A haplotype (haplo: from Ancient Greek ἁπλόος (haplóos, “single, simple”) is a contiguous section of closely linked segments of DNA within the larger genome that tend to be inherited together as a unit on a single chromosome. Haplotypes have no defined size and can refer to anything from a few closely linked loci up to an entire chromosome. The term is also used to describe groups of single-nucleotide polymorphisms (SNPs) that are statistically associated. Most of the knowledge of SNP association comes from the effort of the International HapMap Project, which has proved itself a powerful resource in the development of a publicly accessible database of human genetic variation.

Phasing

Phasing is the process of identifying the individual complement of homologous chromosomes. Methods for phasing include pedigree analysis, allele-specific PCR, linkage emulsion PCR haplotype analysis, [2] polony PCR, [3] sperm typing, bacterial artificial chromosome cloning, construction of somatic cell hybrids, atomic force microscopy, among others. Haplotype phasing can also be achieved through computational inference methods.

Microfluidics

Microfluidics refers to the use of micro-sized channels on a micro-electro-mechanical system (MEMS). [4] Microfluidic channels have a diameter of 10-100μm, making it possible to manipulate and analyze minute volumes. This technology combines engineering, physics, chemistry, biology, and optics. Over the past decades it has revolutionized micro and nanoscale biology, genetics and proteomics. Microfluidic devices can combine several analytical steps into one device. This technology has been coined by some as the "lab on a chip" technology. Most current molecular biology methods use some form of MEMS, including microarray technology and next generation sequencing instruments.

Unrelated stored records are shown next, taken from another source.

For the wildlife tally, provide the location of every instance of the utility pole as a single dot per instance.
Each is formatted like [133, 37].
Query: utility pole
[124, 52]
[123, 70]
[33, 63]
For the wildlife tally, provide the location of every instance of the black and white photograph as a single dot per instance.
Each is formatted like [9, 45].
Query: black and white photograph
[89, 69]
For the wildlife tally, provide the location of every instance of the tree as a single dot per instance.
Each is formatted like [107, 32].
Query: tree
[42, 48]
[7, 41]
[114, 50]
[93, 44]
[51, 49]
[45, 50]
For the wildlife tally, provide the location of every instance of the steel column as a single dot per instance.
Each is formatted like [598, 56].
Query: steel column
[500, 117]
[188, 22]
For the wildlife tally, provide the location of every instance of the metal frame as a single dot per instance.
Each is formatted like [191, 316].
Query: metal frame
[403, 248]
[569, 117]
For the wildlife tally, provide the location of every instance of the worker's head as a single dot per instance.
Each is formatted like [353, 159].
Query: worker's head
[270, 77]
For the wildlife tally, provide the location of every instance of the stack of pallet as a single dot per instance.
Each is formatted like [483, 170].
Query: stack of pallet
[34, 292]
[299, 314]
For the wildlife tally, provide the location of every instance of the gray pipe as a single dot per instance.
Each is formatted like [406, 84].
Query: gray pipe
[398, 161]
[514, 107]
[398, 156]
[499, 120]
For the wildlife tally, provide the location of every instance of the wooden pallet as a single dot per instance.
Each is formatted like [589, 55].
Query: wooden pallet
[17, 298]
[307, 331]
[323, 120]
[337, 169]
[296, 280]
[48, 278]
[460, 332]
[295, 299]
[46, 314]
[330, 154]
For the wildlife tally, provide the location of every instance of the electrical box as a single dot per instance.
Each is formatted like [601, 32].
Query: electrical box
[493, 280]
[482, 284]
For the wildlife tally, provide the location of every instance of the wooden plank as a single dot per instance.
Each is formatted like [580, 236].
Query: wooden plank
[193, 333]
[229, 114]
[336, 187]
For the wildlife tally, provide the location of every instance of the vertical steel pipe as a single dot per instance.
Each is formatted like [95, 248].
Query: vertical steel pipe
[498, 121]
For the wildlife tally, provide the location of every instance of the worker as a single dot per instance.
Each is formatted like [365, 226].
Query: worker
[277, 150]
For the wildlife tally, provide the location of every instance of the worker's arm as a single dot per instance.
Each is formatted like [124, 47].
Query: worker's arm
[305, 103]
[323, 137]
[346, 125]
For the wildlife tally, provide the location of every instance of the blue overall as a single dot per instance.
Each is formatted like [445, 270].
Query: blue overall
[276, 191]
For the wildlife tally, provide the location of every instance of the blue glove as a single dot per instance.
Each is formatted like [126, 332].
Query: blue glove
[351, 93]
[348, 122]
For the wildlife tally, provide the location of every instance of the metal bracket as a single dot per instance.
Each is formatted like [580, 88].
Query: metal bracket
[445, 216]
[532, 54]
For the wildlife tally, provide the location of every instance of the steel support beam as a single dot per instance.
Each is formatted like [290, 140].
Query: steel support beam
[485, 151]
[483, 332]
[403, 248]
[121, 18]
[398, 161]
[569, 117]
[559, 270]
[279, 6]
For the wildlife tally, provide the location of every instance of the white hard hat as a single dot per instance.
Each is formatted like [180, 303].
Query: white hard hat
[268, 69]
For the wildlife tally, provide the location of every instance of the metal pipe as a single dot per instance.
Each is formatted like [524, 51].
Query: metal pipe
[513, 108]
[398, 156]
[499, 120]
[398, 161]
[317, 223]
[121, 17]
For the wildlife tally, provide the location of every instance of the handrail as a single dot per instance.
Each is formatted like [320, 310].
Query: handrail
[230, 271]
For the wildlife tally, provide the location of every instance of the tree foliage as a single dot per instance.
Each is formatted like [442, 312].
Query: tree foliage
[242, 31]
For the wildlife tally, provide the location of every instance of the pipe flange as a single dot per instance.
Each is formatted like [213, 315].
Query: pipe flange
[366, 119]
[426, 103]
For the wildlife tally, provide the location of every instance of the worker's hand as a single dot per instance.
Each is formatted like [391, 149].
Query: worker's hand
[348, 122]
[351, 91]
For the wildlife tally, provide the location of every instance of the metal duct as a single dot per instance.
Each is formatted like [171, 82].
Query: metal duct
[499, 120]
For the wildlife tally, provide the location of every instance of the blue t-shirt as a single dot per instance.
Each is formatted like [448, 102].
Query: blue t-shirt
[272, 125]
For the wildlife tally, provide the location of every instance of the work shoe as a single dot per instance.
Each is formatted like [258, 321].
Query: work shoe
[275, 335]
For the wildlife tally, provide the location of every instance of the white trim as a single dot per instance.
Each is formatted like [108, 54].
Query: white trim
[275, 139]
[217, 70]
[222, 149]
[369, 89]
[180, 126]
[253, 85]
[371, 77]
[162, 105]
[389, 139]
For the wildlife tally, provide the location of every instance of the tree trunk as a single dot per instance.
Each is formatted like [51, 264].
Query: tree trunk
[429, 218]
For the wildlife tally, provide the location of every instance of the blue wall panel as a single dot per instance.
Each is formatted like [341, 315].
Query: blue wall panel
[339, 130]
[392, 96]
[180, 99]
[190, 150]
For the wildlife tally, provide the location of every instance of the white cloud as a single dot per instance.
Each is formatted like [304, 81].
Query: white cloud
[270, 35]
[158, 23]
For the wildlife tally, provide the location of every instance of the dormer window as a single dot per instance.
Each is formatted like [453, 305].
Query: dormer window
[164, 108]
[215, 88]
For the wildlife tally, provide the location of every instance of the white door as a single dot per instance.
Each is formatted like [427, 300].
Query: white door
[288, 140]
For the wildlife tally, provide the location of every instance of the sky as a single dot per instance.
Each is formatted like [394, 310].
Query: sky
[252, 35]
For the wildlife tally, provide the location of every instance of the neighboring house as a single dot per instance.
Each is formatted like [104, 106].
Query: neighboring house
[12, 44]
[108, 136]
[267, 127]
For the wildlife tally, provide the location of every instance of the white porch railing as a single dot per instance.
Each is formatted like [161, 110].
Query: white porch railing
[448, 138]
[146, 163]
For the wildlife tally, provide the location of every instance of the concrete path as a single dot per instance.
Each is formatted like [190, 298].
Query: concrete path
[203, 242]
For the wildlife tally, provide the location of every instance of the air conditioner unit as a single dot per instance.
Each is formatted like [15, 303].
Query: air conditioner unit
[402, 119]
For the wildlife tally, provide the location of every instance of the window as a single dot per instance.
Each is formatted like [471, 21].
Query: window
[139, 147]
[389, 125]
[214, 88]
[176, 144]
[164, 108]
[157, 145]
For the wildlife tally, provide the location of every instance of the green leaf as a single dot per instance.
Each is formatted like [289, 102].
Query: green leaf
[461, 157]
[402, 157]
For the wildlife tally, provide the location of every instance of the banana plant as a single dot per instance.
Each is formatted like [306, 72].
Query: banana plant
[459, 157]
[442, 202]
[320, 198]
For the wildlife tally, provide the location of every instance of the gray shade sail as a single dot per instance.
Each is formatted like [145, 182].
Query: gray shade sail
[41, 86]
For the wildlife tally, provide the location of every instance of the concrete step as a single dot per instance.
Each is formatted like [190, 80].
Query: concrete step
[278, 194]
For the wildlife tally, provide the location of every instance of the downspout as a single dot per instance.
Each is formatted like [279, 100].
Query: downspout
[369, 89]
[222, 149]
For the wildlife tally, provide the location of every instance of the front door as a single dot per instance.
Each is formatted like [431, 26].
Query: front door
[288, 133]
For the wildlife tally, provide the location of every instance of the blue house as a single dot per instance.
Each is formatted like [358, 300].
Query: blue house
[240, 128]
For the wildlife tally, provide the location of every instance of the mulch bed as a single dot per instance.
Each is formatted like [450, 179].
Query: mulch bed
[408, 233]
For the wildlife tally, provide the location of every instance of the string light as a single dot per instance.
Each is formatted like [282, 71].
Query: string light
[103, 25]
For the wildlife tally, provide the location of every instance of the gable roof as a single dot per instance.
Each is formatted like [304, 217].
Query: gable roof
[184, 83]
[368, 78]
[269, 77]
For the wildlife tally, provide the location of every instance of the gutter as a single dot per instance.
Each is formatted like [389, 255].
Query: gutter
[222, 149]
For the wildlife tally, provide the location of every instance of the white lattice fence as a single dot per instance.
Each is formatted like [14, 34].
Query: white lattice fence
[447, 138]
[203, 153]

Microfluidic direct deterministic phasing

Principle

Direct deterministic phasing of individual chromosomes can be achieved by isolating single chromosomes for genetic analysis through the use of a microfluidic device. [5]

Methods

Workflow of microfluidic whole genome chromosome isolation and amplification. Not at scale MicrofluidicsII.png
Workflow of microfluidic whole genome chromosome isolation and amplification. Not at scale

A single metaphase cell is isolated from solution. The chromosomes are then released from the nucleus, and the cytoplasm is digested enzymatically. Next, the chromosome suspension is directed towards multiple partitioning channels. The chromosomes are physically directed into the partitioning channels using a series of valves. In the first description of this technique, Fan et al. designed a custom-made program (MatLab) to control this process. Once separated, the chromosomes are prepared for amplification by sequential addition and washout of trypsin, denaturation buffer and neutralization solution. The DNA is then ready for further processing. Because of the small amount of DNA, amplification needs to be performed using kits specialized for very small initial DNA quantities. The amplified DNA is flushed out of the microfluidic device and solubilized by the addition of a buffer. The amplified DNA can now be analyzed by various methods.

Once the chromosomes have been isolated and amplified any molecular haplotyping can be applied as long as the chromosomes remain distinct. This could be accomplished by keeping them physically separated, or identifying each sample by genotyping. Once each chromosome has been identified each pair of homologs can be assorted into one of two haploid genomes.

Applications

Microfluidic direct deterministic phasing allows all the chromosomes to be isolated in the same experiment. This unique feature suggests possible applications within clinical, research and personal genomics realms. Some of the possible clinical applications for this technique include phasing of multiple mutations when parental samples are unavailable, preimplantation genetic diagnosis, prenatal diagnosis and in the characterization of cancer cells.

Whole genome haplotyping through microfluidics will increase the rate of discovery within the HapMap project, and provides an opportunity for corroboration and error detection within the existing database. It will further inform genetic association studies.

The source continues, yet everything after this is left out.